Ethernet is a solid and familiar technology that has spawned key technologies. These include Local Area Network (LAN) or Wide Area Network (WAN), upon which other key technological innovations have been born such as Internet of Things (IoT), wireless communication, and more.
Ethernet has been adopted by most large enterprises as the de-facto network, and it is now fully embedded into our lives (that is, the Internet).
An Ethernet-based fabric accommodates various workloads that provide various services. Virtualization, high-performance computing, video, voice, and GenAI are all use cases that leverage Ethernet's ease of use and deployment.
An Ethernet fabric, depending on the use case, assumes different characteristics to deliver the services it has been designed for. For example, a data center providing virtualization service requires some level of performance and service assurance, but it does not need to deliver lossless data performance.
On the other hand, with AI (specifically GenAI), its composition predefines what the fabric or network needs to be and how it must behave. This serves as a benefit to a network architect when there is no ambiguity on what must be achieved.
To deploy a GenAI environment, the fabric needs to be:
- Lossless
- RDMA over Converged Ethernet (RoCEv2)
- Priority-based Flow Control (PFC)
- Data Center Quantized Congestion Notification (DCQCN)
To achieve a lossless fabric, RoCEv2 uses several mechanisms. The first (in no specific order) is priority flow control. In a high-performance environment such as GenAI, assigning priority to certain types of data traffic such as training, inferencing, or fine-tuning makes a difference on the overall results.
With PFC, the network can guarantee that GenAI traffic receives priority over any other data traffic in the fabric. However, in doing this, congestion can occur as the paused data traffic continues to consume ingress switch buffers which can spread through the network.
This brings DCQCN as the congestion prevention mechanism. DCQCN combines the traditional explicit congestion notification (ECN) and priority-based flow control (PFC) to achieve a balanced treatment of a lossless, high-performance, and latency sensitive application.
There are two scenarios where tuning the PFC configuration is required:- If PFC is triggered too early, ECN cannot respond fast enough to pause the offending data traffic type.
- If PFC is triggered too late, ECN would cause packet drops due to congestion creating buffer overflow.
To avoid this, specific thresholds need to be monitored and properly configured within the Network’s Operating System (NOS).
- RDMA over Converged Ethernet (RoCEv2)
- High-performance
- Enhanced hashing or data packet spray
- Cut-through switching
- Multi-path routing
- 1:1 non-blocking bandwidth
- RoCEv2
Achieving a lossless fabric is meaningless if the fabric is constantly congested due to poor fabric performance. To implement a high-performance fabric, several aspects should be considered if not implemented.
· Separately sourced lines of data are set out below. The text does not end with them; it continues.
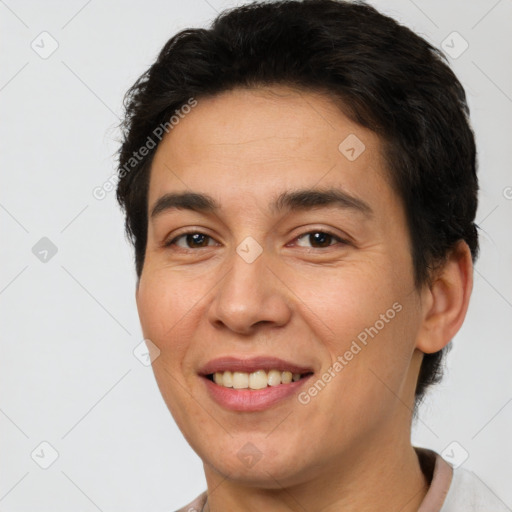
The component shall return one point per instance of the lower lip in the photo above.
(247, 400)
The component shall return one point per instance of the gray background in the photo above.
(68, 375)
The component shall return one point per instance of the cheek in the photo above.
(164, 306)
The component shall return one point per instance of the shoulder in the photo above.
(195, 505)
(469, 493)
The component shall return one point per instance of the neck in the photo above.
(385, 478)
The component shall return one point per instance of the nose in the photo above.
(249, 296)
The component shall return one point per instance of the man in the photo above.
(300, 186)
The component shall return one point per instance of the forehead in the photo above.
(252, 143)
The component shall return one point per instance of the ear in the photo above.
(445, 302)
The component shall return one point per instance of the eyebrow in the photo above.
(298, 200)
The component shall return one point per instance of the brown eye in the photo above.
(191, 240)
(319, 239)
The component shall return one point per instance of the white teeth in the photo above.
(259, 379)
(240, 380)
(274, 378)
(286, 377)
(227, 379)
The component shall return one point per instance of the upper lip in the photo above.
(249, 365)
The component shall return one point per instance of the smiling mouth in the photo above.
(259, 379)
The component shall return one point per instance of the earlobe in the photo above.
(446, 300)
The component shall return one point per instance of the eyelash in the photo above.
(171, 242)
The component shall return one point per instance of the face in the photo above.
(264, 274)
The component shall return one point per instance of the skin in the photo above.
(349, 448)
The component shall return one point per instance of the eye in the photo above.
(320, 239)
(191, 240)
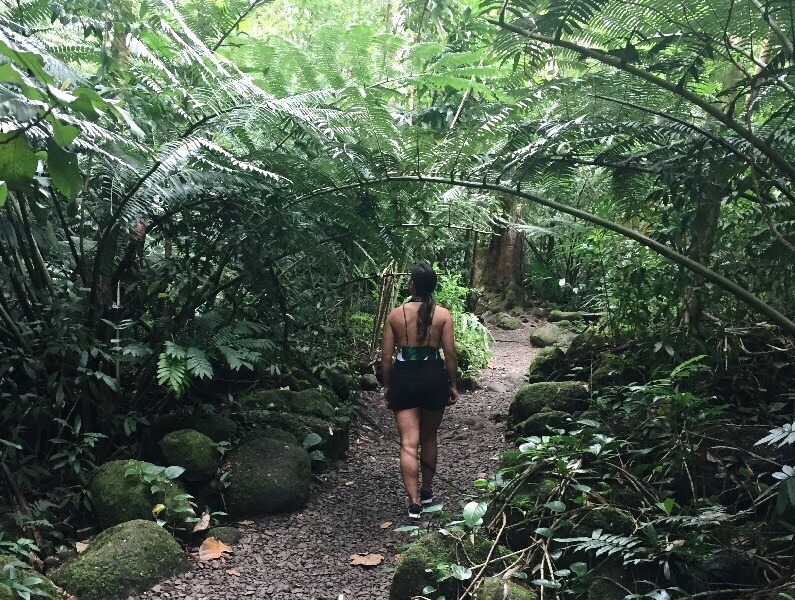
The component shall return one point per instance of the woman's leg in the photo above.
(408, 422)
(429, 426)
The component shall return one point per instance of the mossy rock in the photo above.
(540, 423)
(267, 476)
(227, 535)
(587, 346)
(369, 382)
(546, 363)
(607, 518)
(339, 381)
(46, 585)
(506, 321)
(273, 433)
(546, 335)
(193, 451)
(215, 427)
(564, 315)
(496, 588)
(118, 498)
(410, 575)
(534, 398)
(124, 560)
(312, 402)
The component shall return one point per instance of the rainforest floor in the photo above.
(306, 555)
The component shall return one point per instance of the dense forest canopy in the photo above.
(198, 196)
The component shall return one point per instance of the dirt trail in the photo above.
(305, 555)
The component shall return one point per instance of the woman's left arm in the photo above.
(387, 349)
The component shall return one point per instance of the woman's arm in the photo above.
(450, 357)
(387, 349)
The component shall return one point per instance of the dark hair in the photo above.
(424, 279)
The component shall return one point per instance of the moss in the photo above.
(267, 476)
(118, 498)
(369, 382)
(426, 553)
(553, 395)
(496, 588)
(545, 364)
(227, 535)
(506, 321)
(124, 560)
(540, 423)
(607, 518)
(193, 451)
(46, 585)
(546, 335)
(273, 433)
(215, 427)
(563, 315)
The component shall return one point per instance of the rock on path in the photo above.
(305, 555)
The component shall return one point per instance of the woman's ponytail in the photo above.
(424, 280)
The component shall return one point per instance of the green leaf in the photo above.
(556, 506)
(198, 363)
(460, 572)
(63, 169)
(18, 161)
(64, 133)
(473, 513)
(173, 471)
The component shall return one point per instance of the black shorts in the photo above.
(419, 384)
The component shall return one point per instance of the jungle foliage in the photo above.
(197, 197)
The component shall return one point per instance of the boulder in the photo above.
(227, 535)
(496, 588)
(545, 364)
(506, 321)
(540, 423)
(118, 497)
(546, 335)
(193, 451)
(46, 585)
(215, 427)
(124, 560)
(369, 382)
(534, 398)
(267, 476)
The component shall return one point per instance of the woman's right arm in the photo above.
(450, 357)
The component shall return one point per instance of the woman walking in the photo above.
(420, 384)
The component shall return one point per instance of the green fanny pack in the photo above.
(418, 353)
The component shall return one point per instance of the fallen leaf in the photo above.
(202, 523)
(211, 549)
(366, 560)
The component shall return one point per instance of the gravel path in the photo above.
(305, 555)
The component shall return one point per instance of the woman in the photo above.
(421, 384)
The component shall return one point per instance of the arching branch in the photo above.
(708, 274)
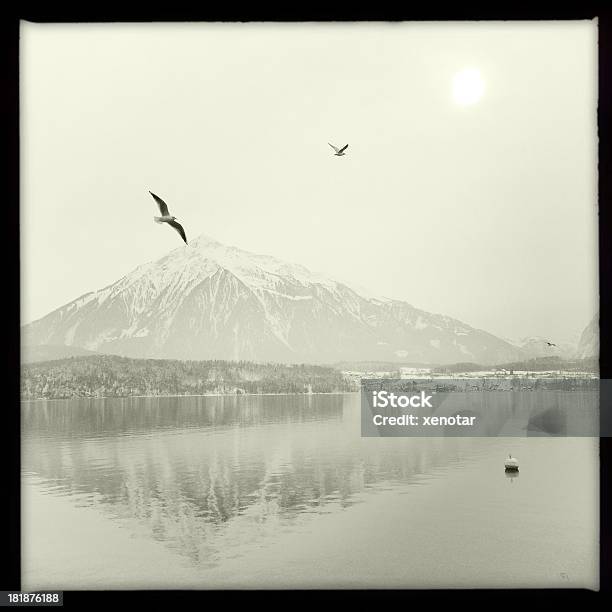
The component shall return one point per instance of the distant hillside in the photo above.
(213, 301)
(50, 352)
(538, 364)
(588, 345)
(113, 376)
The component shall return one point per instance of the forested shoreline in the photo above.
(114, 376)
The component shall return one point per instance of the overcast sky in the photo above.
(479, 204)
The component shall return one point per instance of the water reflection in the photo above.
(204, 475)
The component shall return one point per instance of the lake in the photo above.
(283, 492)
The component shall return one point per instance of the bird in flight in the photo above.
(338, 152)
(167, 217)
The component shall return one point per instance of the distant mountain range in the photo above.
(588, 345)
(212, 301)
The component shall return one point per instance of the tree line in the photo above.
(114, 376)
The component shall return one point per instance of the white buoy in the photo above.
(511, 464)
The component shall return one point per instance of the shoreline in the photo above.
(64, 399)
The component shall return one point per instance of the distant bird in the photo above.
(167, 217)
(338, 152)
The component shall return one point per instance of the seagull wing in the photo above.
(179, 228)
(163, 208)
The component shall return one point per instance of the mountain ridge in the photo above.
(208, 300)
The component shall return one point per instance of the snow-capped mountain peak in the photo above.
(209, 300)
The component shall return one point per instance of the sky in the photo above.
(469, 187)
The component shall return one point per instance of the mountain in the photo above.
(47, 352)
(211, 301)
(588, 345)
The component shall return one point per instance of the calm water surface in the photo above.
(282, 491)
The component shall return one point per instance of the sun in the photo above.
(468, 86)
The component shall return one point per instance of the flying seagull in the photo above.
(338, 152)
(167, 217)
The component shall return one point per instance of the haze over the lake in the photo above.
(469, 186)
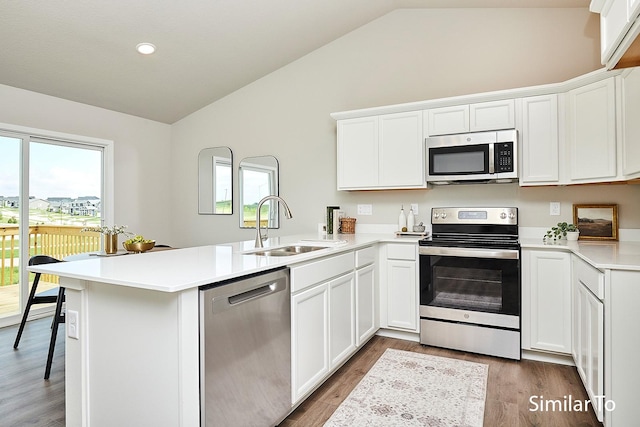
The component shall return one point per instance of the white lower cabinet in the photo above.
(310, 339)
(332, 313)
(365, 304)
(546, 301)
(399, 292)
(588, 330)
(342, 314)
Enhanced hashing allows for better traffic load balancing. It is the mechanism that provides uniform use of the fabric preventing collisions.
Cut-Through switching is a different switching mode where all data packets are forwarded without fully storing the full packet in the switching buffer ASIC. This mode enhances the fabric throughput, especially with GenAI workloads.
Multi-path routing and non-blocking features bring multiple simultaneous alternative paths through the network and full access from the workloads into the switching fabric respectively.
RoCEv2 allows applications to bypass the CPU and access memory directly during packet processing. Since the CPU is bypassed, increased throughput, lower CPU utilization, and lower latency are achieved.
- Scalable
- Leaf and Spine architecture
One advantage offered by Ethernet is scalability. The technology is ubiquitous and has existed for several decades. It is an open-standards body of work created and made up by all major technology providers.
Ethernet's scalability allows for the deployment of a single switch (the smallest) to hundreds of switches (the largest). Many architectures have been based on Ethernet, one of which includes the leaf and spine Clos distributed architecture (see Figure 8). This architecture was named after Charles Clos, who created the multi-stage circuit-switching network architecture.
In a leaf and spine architecture, three aspects stand out:
- Nonblocking and oversubscription architectures are possible, providing greater flexibility.
- Inter-GPU communication is always minimized to three stages, providing greater control when latency is key.
- Fabric expansion is easily achievable by the addition of a spine if needed, providing scalability as needed.
Figure 9 shows a summary of the three key Ethernet characteristics that facilitate the deployment of a successful GenAI solution.
The following list shows that as Ethernet continues to progress, the industry seems to have reached an inflection point where Ethernet is the preferred choice for GenAI:
- Availability of high Radix switching platforms 400GE, 800GE and higher
- Improved congestion monitoring, flow-control, and transport (RoCEv2)
- Community driven adoption, such as Ultra Ethernet Consortium
- Elimination of vendor lock-in infrastructure
- Lower Total Cost of Ownership (TCO)
- Latency improvements with next-gen Silicon from 800 ns (Nanoseconds) to 200 ns.
GenAI is a revolutionary application where Ethernet and its current plus enhancements of quality-of-service feature set will help play a key role in its adoption and evolution.